From positive genetic diagnoses, diagnostic variants were described by genotype characteristics: Single Nucleotide Variants (SNVs) or Copy Number Variants (CNVs). CNVs were organized as microduplications, microdeletions, or aneuploidies. SNVs were classified as intronic or exonic and further as substitutions, insertions, deletions, or indels, with biological roles analyzed via Panther. Length of stay (LOS) was the primary hospital outcome studied.
Chi-squared, Fisher’s exact, Mantel-Haenszel, and Wilcoxon tests were used to assess statistical differences in the genetic diagnosis rates and LOS among comparison groups.
Results:
The majority of the cohort had anomalies in multiple systems compared to a single system (59% vs. 41%), with a higher genetic diagnosis rate in the "More Than One System" group compared to the “Isolated System” group (32% vs. 21.3%, p=0.04). Of the cohort, 71.4% had anomalies in cardiac, 12.8% in digestive, 29.0% in genitourinary, 29.3% in head/neck/eye/ear, 20.9% in musculoskeletal, 13.8% in nervous, 10.8% in pulmonary, and 5.4% in other. Among the 82 diagnosed patients, 38 CNVs (60.5% microdeletions) and 47 SNVs (87.2% exonic, 63.8% substitutions) were identified. Panther analysis of 41 unique SNV genes showed the top three biological processes were cellular processes, biological regulation, and developmental processes (63.4%).
In the “Isolated System” group, patients with a genetic diagnosis had a longer LOS (median 94 vs. 16 days, p = 0.005). In the “More Than One System” group, the presence or absence of a genetic diagnosis did not affect LOS (median 30.5 vs. 35 days, p > 0.05).
Conclusion:
NICU patients present with a wide range of congenital anomalies across organ systems.

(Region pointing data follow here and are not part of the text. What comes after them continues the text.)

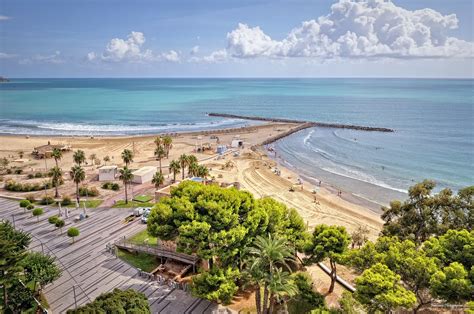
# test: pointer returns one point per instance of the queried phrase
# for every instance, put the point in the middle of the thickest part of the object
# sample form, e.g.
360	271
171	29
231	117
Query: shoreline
348	196
251	169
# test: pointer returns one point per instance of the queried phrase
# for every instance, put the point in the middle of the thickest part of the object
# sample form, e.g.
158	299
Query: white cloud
217	56
171	56
6	55
358	29
54	58
131	50
194	50
91	56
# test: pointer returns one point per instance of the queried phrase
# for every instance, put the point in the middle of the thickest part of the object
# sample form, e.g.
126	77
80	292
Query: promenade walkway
88	269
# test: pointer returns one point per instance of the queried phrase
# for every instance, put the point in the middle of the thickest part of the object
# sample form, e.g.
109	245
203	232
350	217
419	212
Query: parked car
139	211
145	217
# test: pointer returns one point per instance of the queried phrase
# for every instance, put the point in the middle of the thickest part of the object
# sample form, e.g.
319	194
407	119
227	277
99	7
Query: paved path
88	270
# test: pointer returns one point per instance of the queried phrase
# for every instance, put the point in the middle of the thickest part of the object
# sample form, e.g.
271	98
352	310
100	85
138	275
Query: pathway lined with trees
88	270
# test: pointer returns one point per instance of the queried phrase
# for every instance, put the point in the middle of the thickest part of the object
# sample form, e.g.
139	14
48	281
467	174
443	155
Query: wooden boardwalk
88	269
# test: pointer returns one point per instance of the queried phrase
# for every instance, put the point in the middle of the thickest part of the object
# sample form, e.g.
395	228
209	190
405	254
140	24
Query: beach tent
107	173
237	143
144	174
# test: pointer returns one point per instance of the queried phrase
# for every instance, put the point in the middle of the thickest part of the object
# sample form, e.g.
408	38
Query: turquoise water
433	120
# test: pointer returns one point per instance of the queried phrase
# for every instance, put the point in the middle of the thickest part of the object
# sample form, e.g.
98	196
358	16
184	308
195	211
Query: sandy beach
251	168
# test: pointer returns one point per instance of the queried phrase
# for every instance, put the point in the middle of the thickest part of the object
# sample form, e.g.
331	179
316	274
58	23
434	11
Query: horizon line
240	77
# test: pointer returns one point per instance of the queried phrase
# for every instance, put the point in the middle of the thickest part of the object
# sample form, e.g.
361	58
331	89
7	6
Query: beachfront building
236	143
144	174
46	151
107	173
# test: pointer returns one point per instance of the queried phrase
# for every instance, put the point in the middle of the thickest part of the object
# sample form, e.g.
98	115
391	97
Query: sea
433	121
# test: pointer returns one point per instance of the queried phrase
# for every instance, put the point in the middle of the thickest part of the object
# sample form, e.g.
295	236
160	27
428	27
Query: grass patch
139	260
89	204
140	237
143	198
121	204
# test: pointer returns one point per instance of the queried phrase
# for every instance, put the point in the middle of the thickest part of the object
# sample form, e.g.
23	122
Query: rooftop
144	170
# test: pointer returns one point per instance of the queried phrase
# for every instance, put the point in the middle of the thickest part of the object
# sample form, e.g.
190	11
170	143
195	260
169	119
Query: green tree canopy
378	289
13	245
328	242
452	284
423	214
40	269
117	301
79	157
216	285
454	246
127	156
216	222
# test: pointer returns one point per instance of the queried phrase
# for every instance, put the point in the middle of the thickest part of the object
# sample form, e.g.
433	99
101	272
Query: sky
216	38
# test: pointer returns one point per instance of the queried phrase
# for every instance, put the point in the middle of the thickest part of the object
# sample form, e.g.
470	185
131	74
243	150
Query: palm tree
106	159
158	179
183	160
160	153
79	157
127	156
280	287
168	144
93	157
193	169
191	160
57	154
266	256
56	175
77	175
126	177
174	168
158	141
202	171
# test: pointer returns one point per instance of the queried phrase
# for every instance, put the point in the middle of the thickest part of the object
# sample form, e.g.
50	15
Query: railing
157	250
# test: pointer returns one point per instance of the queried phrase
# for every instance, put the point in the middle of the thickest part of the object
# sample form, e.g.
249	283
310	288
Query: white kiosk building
144	174
107	173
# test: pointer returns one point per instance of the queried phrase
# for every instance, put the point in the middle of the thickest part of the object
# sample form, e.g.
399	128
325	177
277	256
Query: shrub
12	185
85	191
60	224
216	285
111	186
47	200
37	212
72	233
117	301
53	219
24	203
66	201
305	291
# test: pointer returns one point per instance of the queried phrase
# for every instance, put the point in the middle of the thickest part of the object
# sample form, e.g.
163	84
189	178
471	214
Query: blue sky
317	38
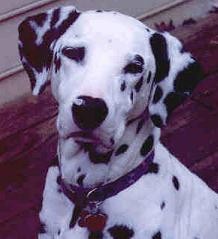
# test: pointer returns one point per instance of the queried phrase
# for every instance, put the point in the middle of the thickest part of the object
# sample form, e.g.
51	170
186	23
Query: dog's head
105	69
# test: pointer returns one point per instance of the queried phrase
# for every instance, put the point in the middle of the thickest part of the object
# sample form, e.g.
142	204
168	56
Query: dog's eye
77	54
136	66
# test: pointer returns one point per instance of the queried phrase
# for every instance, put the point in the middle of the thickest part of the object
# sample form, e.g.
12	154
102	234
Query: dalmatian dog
116	82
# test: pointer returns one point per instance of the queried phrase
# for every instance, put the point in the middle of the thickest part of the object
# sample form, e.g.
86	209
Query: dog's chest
136	212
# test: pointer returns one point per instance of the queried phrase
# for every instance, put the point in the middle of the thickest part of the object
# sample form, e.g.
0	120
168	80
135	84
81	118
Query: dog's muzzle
88	112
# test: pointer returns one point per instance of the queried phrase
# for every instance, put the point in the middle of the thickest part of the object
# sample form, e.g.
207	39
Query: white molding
24	9
163	8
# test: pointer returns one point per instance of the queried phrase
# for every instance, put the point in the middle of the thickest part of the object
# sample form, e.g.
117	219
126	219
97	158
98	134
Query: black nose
89	112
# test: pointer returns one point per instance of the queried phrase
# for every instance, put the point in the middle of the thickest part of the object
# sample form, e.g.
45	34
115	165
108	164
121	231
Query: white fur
111	40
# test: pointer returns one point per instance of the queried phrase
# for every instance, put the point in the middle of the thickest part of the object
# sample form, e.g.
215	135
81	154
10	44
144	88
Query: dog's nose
88	112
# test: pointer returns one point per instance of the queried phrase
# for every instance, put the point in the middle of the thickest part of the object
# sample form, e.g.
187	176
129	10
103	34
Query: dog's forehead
94	28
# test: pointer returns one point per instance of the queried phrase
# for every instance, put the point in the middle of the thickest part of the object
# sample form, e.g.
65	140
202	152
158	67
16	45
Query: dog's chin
97	153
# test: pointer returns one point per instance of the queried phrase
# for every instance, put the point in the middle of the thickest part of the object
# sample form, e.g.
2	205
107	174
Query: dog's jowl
116	83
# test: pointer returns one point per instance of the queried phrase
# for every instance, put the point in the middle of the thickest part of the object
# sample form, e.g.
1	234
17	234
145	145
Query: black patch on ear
175	182
139	126
122	149
153	168
121	232
147	145
157	235
139	84
123	86
160	51
40	56
162	206
156	119
187	79
158	94
149	77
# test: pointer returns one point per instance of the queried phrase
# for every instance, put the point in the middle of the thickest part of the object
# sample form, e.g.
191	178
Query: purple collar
83	196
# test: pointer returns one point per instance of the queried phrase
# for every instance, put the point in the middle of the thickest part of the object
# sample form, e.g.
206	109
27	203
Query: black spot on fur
157	235
147	145
157	95
131	96
123	86
160	51
96	157
188	78
121	232
156	119
39	56
162	206
122	149
139	126
134	67
153	168
55	16
184	84
54	161
149	77
80	179
57	63
79	170
41	19
175	182
95	235
77	54
139	84
59	180
42	227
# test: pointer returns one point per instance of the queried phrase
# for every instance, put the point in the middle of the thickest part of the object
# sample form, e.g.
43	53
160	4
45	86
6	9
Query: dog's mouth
98	151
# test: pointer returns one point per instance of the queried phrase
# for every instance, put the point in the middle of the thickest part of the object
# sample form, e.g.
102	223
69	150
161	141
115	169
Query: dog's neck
138	140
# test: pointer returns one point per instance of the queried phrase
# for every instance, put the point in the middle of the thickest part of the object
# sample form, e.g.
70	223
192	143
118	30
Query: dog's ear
177	74
37	35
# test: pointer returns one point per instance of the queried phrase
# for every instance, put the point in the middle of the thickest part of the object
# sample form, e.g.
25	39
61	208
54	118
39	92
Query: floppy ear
177	74
37	35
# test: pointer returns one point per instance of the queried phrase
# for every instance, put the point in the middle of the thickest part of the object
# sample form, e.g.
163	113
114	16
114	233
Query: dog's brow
134	66
74	53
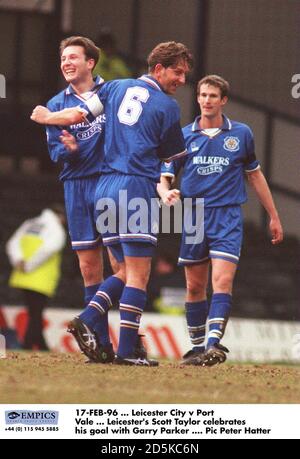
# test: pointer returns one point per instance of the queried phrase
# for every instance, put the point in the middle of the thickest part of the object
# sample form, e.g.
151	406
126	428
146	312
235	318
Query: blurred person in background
35	252
110	65
220	151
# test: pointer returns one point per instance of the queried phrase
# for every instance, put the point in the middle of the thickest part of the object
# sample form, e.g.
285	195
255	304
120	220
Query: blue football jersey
142	126
87	160
214	166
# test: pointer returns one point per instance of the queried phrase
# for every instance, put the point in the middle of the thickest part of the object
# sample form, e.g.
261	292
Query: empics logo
2	87
31	417
296	88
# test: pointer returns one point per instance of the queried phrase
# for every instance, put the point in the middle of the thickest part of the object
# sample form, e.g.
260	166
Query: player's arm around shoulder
258	182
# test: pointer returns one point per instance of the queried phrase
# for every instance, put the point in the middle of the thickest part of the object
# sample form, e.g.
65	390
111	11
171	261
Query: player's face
74	65
171	78
210	101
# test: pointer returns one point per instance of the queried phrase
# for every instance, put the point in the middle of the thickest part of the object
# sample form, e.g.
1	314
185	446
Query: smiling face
171	78
75	66
211	101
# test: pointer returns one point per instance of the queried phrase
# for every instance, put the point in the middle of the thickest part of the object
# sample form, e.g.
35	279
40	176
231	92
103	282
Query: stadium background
252	43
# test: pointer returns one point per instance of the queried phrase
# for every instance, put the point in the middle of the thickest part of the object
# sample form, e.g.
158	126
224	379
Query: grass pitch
32	377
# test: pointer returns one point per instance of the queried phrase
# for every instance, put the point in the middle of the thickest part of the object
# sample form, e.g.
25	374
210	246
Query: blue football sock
196	316
218	317
95	314
101	329
132	304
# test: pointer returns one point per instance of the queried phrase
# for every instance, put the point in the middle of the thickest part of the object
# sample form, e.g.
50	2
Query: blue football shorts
127	214
79	202
222	237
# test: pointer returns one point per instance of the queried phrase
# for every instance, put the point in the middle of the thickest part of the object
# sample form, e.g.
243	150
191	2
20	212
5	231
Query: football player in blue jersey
220	151
80	151
142	128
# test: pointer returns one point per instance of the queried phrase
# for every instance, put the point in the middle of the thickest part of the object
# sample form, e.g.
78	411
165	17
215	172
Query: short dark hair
217	81
90	49
169	54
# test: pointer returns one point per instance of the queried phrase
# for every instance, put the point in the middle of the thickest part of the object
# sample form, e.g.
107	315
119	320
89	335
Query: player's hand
69	141
40	114
276	230
171	197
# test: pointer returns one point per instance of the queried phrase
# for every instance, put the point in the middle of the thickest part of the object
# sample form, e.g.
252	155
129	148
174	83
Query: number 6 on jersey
131	107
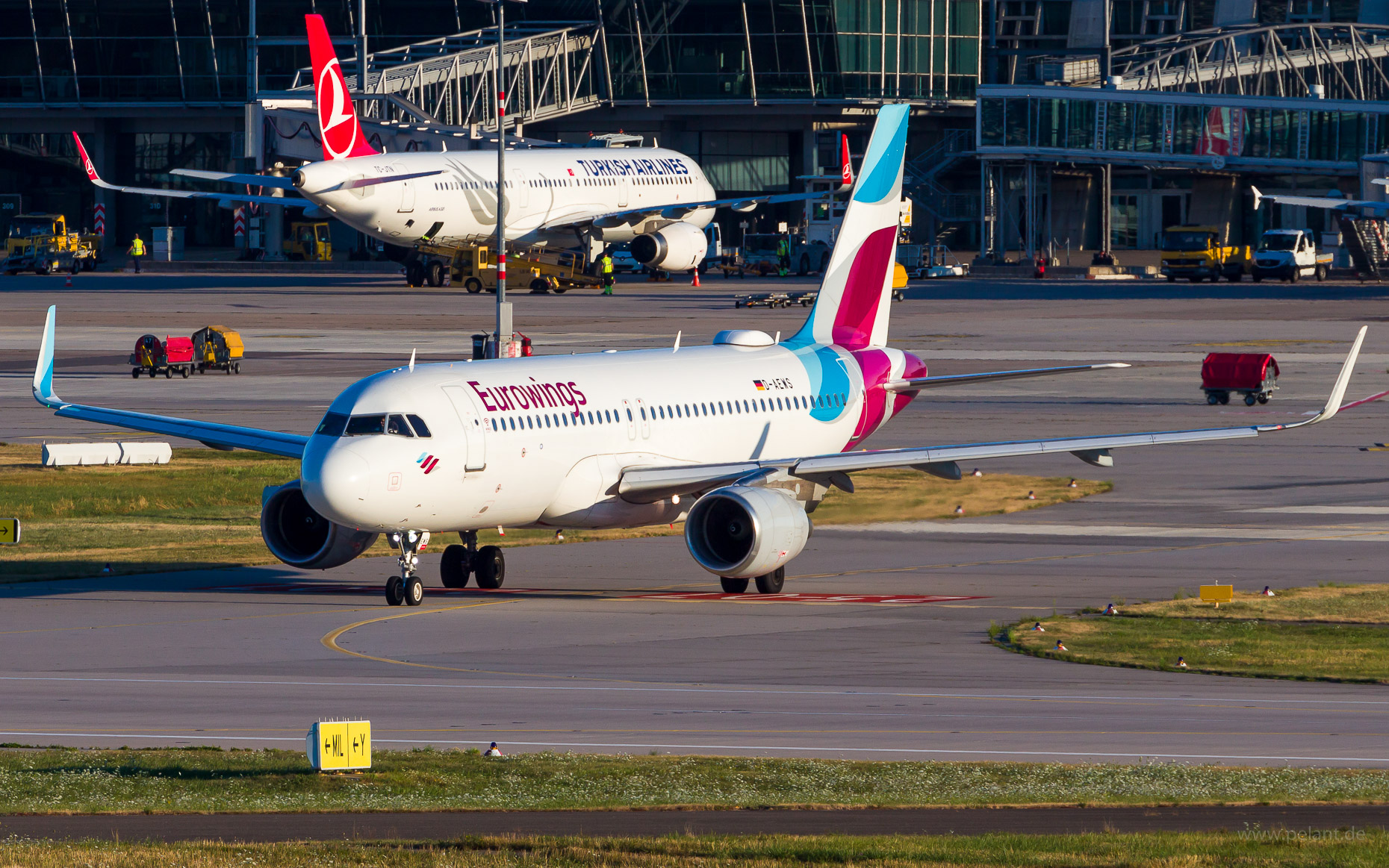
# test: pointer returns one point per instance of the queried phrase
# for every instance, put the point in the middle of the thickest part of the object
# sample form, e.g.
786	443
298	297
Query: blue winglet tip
43	369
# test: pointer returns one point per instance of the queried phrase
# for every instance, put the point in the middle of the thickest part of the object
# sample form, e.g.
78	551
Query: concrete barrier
63	455
146	453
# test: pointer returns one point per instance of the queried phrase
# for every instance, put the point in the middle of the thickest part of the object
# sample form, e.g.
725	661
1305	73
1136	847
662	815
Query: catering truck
1290	255
1195	253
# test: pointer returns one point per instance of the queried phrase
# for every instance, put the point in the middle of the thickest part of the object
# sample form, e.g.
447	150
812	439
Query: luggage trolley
1255	375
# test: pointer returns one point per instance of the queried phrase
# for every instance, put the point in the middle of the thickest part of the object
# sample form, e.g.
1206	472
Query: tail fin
856	295
337	117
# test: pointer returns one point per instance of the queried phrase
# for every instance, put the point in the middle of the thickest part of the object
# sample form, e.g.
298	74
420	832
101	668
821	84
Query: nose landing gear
407	588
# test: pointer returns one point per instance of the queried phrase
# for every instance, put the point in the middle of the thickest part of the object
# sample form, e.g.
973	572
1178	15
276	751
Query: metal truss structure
452	81
1349	61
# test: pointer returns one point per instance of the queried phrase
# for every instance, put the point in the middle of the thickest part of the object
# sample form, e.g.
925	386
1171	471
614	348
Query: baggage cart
217	348
1255	375
168	357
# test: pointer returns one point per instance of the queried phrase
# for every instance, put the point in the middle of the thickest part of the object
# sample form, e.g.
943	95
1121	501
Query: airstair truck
1290	255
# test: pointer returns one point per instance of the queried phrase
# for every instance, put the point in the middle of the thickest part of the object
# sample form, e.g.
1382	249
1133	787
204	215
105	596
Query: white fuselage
549	192
545	439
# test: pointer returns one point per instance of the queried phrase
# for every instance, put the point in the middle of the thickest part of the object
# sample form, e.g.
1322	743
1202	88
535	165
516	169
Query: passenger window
366	425
332	425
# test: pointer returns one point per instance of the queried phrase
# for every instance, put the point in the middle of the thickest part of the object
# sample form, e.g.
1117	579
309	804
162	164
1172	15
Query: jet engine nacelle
300	537
674	248
744	532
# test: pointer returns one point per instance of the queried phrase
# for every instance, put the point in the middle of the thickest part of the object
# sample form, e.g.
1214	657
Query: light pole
503	327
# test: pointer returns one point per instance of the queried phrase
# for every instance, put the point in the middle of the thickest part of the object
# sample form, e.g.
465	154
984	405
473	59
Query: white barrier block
60	455
146	453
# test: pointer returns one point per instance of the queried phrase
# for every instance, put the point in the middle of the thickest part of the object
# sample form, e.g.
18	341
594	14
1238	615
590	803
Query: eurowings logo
335	116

While anomalies in multiple organ systems predicted a greater chance of a genetic diagnosis after GS, a significant number of patients with anomalies in one organ system received a genetic diagnosis, highlighting the utility of GS in this population. Genes linked to congenital anomalies in a NICU cohort are often involved in ubiquitous cellular functions expressed across multiple organ systems and cause early symptomatic disease when carrying pathologic variants. While most patients had SNVs, a significant minority had CNVs, highlighting the superiority of GS to detect a variety of genetic mechanisms which result in congenital anomalies.
Patients with congenital anomalies had LOSs extending beyond the neonatal period, with patients having an isolated system anomaly and a genetic diagnosis experiencing the longest hospitalizations. Further study is needed to understand the detectable rate of genetic disease in patients with congenital anomalies and how a genetic diagnosis impacts the NICU stay.